3) Our health care services (insurance, Medicare, Medicaid) do not offer enough comprehensive coverage to address all of the family’s in-home care needs--shift coverage being a big uncovered need.
4) Most of us aren’t given adequate referral time from our medical professionals to get in-home services in place and support given.

Most people die in the hospital setting. To me, there is nothing comforting about a medical setting. There are rules, protocols, procedures, medical interventions, and certainly no dog or cat on the bed (Although I have been known to smuggle in a cat or two, but that is another story). Hopefully family is given privacy, support of Chaplain services if wanted, and ongoing attention and guidance, but it is still a structured environment.

Another place people can die is in Hospice facilities, often called Hospice Houses, which are medical facilities in a home like setting. Staff is trained in end of life care and families have almost total freedom (kitchens to cook in, TV rooms, music room, quiet rooms, sleeping accommodations). A Hospice House is the next best thing to being at home.
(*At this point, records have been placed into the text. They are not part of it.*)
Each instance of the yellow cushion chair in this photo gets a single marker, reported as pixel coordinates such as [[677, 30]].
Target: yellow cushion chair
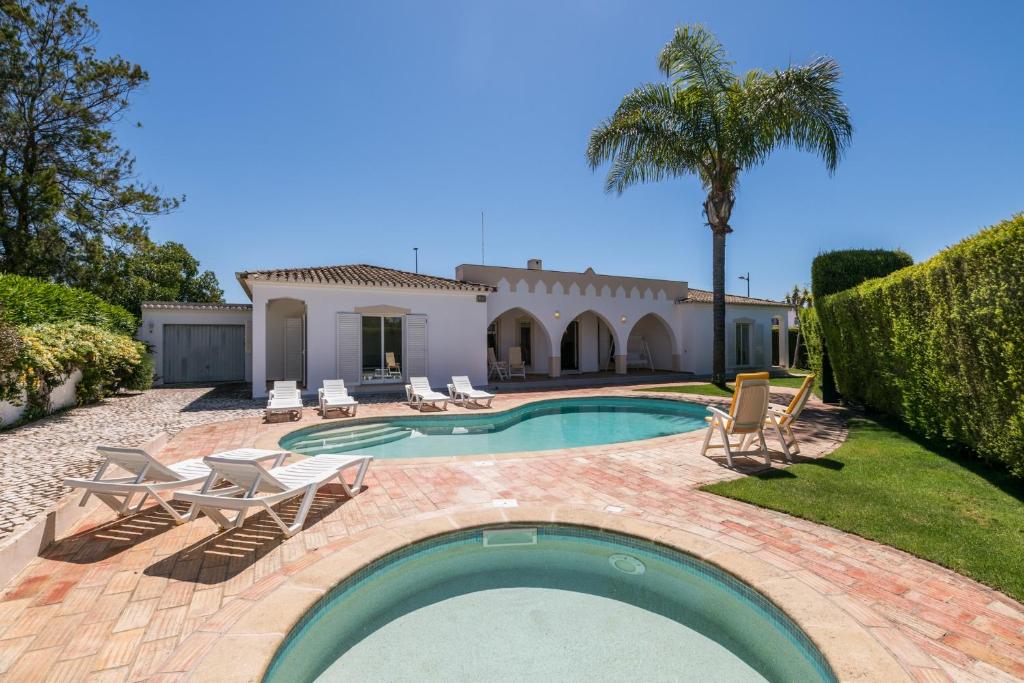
[[782, 418]]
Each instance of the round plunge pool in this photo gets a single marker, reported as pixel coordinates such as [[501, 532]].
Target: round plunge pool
[[545, 603]]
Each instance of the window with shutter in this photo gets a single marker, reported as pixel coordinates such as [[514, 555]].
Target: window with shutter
[[349, 329], [416, 345]]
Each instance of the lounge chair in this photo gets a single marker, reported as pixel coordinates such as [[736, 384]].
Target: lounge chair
[[516, 367], [393, 369], [782, 418], [334, 396], [148, 476], [258, 487], [745, 418], [740, 378], [290, 404], [496, 367], [462, 391], [418, 392]]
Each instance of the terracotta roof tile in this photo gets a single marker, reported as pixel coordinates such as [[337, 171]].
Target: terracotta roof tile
[[706, 296], [363, 275]]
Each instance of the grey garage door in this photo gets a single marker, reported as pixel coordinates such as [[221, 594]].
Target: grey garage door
[[204, 353]]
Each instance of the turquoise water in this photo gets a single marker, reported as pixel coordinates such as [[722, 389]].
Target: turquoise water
[[563, 423], [576, 604]]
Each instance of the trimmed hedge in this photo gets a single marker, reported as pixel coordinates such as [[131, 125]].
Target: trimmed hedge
[[47, 353], [940, 344], [838, 270], [32, 301]]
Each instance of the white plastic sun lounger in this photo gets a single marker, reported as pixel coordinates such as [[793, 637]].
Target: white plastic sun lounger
[[462, 390], [334, 396], [289, 404], [745, 418], [419, 392], [150, 477], [258, 487]]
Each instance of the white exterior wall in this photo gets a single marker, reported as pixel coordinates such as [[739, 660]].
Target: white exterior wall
[[619, 309], [154, 319], [698, 335], [457, 327]]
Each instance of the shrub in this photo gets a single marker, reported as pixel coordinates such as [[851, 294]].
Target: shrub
[[838, 270], [49, 352], [32, 301], [941, 344]]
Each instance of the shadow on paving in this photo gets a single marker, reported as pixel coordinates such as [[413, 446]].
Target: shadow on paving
[[226, 554]]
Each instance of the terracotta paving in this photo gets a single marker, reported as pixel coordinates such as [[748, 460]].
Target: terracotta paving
[[140, 599]]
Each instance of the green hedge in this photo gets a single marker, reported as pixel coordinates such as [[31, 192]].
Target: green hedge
[[32, 301], [941, 344], [838, 270], [47, 353]]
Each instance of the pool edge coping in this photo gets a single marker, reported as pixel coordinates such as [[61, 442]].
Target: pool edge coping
[[850, 648]]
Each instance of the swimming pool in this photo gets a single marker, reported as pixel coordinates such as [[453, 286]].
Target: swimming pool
[[553, 602], [560, 423]]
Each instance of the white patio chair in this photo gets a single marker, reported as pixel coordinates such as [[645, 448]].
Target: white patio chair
[[496, 367], [782, 418], [745, 418], [516, 367], [418, 392], [257, 487], [462, 391], [334, 396], [150, 477]]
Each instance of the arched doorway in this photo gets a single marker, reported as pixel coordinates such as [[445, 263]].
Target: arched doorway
[[519, 328], [651, 345]]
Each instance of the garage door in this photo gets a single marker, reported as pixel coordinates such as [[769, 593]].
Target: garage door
[[204, 353]]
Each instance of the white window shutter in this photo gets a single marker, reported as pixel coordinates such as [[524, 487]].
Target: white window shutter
[[416, 346], [758, 342], [348, 339]]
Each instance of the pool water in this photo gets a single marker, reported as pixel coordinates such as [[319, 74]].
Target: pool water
[[562, 423], [545, 603]]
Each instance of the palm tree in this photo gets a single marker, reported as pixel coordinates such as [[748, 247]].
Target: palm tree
[[713, 124]]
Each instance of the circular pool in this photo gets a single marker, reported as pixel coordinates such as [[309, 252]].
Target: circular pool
[[547, 602], [560, 423]]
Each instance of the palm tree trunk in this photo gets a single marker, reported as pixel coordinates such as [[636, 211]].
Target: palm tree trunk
[[718, 304]]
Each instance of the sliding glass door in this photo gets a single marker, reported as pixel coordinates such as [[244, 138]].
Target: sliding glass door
[[382, 348]]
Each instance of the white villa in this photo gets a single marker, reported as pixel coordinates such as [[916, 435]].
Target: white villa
[[376, 327]]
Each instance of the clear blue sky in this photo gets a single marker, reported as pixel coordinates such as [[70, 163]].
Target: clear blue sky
[[322, 132]]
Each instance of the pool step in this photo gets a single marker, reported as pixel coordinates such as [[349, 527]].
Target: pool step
[[385, 436], [345, 435]]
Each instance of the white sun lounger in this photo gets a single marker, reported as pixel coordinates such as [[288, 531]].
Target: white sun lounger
[[150, 477], [745, 418], [334, 396], [462, 391], [257, 487], [419, 392]]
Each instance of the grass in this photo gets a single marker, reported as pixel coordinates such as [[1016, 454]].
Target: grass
[[888, 486], [793, 381]]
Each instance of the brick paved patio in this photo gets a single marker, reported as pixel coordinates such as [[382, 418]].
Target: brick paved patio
[[139, 599]]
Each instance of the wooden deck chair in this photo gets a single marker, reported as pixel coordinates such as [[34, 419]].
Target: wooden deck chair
[[782, 418], [148, 477], [257, 487], [745, 419]]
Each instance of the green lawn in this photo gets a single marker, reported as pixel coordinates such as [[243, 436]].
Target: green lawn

The family doesn’t have the 24/7 responsibility of care, there is a limit to medical disruption, and you can even bring your own dog or cat.

If you say, “Yes, I want to go to a Hospice House,” there are two catches: time and money. There is a limited time that you can be in a Hospice House under Medicare coverage. About a week or so is the reimbursed amount unless you switch over to private pay. A good number of us do not have the funds required for several months of private pay.

Which brings us back to dying at home. Hospice in-home services are a great help even with their shift limitations. Hospice care provides families with nursing visits; home health aide visits for bathing and bed changes; medical equipment like beds, wheelchairs, and commodes; counseling and support services; and volunteers to “patient sit” for a few hours of respite for the family caregivers. There is more, I’ve just named a few offerings. The point I am making is that Hospice, when called in earlier than days before death, can set the stage for our “death of choice.”

Just like Dorothy says in the Wizard of Oz, “There is no place like home.”